With pcregrep or GNU grep -P:

grep -Po '^.*?\K12*3'

(pcregrep works with bytes more than characters, while GNU grep will work on characters as defined in the current locale (and you'd have to make sure the input contains valid text in the current locale)).

Note that GNU grep won't print anything if the pattern matches the empty string.

  • 1
    \K Keep the stuff left of \K. Not in []. Keep as in... the wife can keep it, grep doesn't want it. Also relevant in the context of negative look behind: \k{}, \k<>, \k'' Named backreference. Not in []. – Ray Foss Sep 11 '20 at 03:03
5

In Perl, simply

perl -lne 'print $& if /\d+/' inputfile

or from stdin:

echo foo 123 bar 456 doo 789 | perl -lne 'print $& if /\d+/'
123

The regex \d+ will match any string of consecutive numbers, and $& refers the matching string.

ilkkachu
  • 138,973
4

Just a grep should be enough to bring matches of 123 in every line.
It does not makes sense if the match is first ,middle or in the end.
You ask for 123 you get 123 if it is in the line (unless your question is not expressed correctly and you require something different)

$ grep -wo '123' file # -w: word match  -o : return only matched string instead of the whole line (default grep operation)
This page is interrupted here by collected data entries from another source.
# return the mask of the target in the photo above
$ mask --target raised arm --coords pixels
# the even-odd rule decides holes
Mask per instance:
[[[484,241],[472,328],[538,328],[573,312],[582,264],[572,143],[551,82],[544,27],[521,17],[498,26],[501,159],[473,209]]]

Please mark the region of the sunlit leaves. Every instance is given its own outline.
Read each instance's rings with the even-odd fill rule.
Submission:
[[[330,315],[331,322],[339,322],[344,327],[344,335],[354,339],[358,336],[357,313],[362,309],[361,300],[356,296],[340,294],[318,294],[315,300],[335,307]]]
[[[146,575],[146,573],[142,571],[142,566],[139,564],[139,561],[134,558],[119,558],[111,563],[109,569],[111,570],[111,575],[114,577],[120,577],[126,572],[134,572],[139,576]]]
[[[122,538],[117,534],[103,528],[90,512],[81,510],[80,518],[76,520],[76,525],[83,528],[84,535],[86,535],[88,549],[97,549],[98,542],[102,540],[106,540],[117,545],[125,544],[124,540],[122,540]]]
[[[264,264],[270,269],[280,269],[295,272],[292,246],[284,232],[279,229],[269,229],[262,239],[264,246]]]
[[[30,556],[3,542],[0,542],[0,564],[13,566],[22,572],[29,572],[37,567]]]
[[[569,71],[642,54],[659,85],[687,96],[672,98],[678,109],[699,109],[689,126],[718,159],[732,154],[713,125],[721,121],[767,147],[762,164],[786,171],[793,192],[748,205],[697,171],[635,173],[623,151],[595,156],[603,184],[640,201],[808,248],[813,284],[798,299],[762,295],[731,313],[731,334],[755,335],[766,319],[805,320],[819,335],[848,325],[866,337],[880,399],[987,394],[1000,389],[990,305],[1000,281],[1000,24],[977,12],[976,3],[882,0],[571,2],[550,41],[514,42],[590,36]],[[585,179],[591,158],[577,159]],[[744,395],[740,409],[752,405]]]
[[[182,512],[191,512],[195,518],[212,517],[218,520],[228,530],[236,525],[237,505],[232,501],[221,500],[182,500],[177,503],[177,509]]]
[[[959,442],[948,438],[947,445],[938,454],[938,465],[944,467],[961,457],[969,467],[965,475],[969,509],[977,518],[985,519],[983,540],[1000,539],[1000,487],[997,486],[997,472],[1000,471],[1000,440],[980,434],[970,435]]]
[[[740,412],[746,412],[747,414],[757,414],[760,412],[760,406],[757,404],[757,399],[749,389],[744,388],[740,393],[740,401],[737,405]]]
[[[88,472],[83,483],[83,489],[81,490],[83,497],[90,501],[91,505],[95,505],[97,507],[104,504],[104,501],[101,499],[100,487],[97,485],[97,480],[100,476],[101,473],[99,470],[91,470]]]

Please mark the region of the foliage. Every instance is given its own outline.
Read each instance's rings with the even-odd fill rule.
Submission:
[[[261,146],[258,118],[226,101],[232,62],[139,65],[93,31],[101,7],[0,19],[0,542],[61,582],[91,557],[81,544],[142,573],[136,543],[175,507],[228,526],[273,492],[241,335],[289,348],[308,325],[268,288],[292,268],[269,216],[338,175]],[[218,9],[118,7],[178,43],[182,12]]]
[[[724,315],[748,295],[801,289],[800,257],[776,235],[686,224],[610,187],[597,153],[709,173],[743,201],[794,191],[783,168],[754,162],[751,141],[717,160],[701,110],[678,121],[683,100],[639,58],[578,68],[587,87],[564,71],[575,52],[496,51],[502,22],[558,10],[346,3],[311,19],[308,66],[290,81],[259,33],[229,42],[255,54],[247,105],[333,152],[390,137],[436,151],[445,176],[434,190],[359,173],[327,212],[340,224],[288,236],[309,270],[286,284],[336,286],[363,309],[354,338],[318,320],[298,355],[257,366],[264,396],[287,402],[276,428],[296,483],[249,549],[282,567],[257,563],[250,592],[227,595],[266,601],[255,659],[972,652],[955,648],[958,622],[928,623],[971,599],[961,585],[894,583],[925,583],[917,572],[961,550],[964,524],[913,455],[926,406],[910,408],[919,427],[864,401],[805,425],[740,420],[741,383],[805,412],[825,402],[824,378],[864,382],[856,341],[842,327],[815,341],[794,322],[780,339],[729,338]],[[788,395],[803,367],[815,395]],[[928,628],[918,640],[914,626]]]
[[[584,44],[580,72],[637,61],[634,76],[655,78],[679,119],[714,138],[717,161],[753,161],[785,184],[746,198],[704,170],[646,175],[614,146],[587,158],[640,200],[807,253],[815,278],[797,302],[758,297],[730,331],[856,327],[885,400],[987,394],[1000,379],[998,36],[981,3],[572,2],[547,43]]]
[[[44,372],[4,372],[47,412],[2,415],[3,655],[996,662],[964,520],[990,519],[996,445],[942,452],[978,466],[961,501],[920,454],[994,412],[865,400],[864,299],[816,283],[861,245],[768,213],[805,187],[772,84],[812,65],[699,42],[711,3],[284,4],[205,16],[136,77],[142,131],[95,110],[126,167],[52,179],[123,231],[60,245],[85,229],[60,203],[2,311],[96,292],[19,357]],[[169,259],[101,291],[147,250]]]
In case you need to catch with regex the first number of each row (any number - any length) then this will do the job:

cat <<EOF >file1
asd 111 777 aaa wrqiqirw 123
333 123 itiewth 123 asno 123
4444 111 123 123 567
boagii what 666 asdnojaneoienton 123
EOF
grep -Po '^[0-9]+|^.*?\K[0-9]+' file1
#output
111
333
4444
666
3

POSIXLY:

LC_ALL=C sed -e 's/.*\(123\).*/\1/' <file

LC_ALL-C is needed here to prevent sed from crashing or producing unexpected result if the file contained invalid characters in your current locale.

It also produces one entry at a line, but matched the last, not the first.

For matching the first, with ast-open's sed whose EREs support the Perl-style *? non-greedy repetition operator:

LC_ALL=C sed -E 's/.*?(123).*/\1/'

(-E for extended RE will be in next version of POSIX)

cuonglm
  • 153,898
  • Note that this will catch the last 123 on the line and not the first. –  Mar 15 '17 at 10:52
  • @RakeshSharma Yes, of course, not sure why my editing was not updated, Fix it now – cuonglm Mar 15 '17 at 10:57
  • LC_ALL=C changes the meaning of characters though. Even for a pattern like 123, that could have unexpected results, as that 1 for instance could match something that is otherwise part of a character in the user's locale (like à that is encoded as 81 30 87 31 in a zh_CN.gb18030 locale, so echo 'Ã23' | LC_ALL=C grep 123 would match there) – Stéphane Chazelas Mar 15 '17 at 11:34
  • 3
    EREs don't have the *? operator. You need perl or compatible regexps for that. – Stéphane Chazelas Mar 15 '17 at 11:42
  • @StéphaneChazelas Ah yes, fixed it. – cuonglm Mar 15 '17 at 13:34
  • 1
    I don't get your last edit... There is no sed that supports PCRE and -E stands for extended regex aka ERE which, as noted above, doesn't support the *? operator. – don_crissti Mar 15 '17 at 13:36
  • 1
    As such, the second solution will still print the last match... – don_crissti Mar 15 '17 at 13:42
  • @don_crissti, ssed (on which GNU sed is based IIRC) supports PCRE with the -R flag. – Stéphane Chazelas Mar 15 '17 at 14:07
  • @StéphaneChazelas - all right (I knew something but wasn't sure so better err on the negative side than on the positive side) but the rest of my comments still stands – don_crissti Mar 15 '17 at 14:09
  • @don_crissti .*? with -E (and .*\? without) appears to be supported by ast-open's sed – Stéphane Chazelas Mar 15 '17 at 14:13
3

With grep in every line:

while IFS= read -r line; do printf '%s\n' "$line" | grep -o 123 | head -1; done < filename

That is:

  • While loop in order to check each line separately.
  • grep -o to get only the match instead of the whole line with matches.
  • head -1 to take only the first match and not the following ones.
cuonglm
  • 153,898
  • 3
    You should avoid using while loop to process text in shell script, see http://unix.stackexchange.com/q/169716/38906. Also, you have to double quote your variable, and using printf instead of echo. – cuonglm Mar 15 '17 at 10:39
3
sed -e '
   /\n/{P;d;}
   s/12*3/\n&\n/;D
' < inoutfile
2

with awk

re='12*3' awk '{match($0, ENVIRON["re"])}; RSTART{print(substr($0, RSTART, RLENGTH))}' file
iruvar
  • 16,725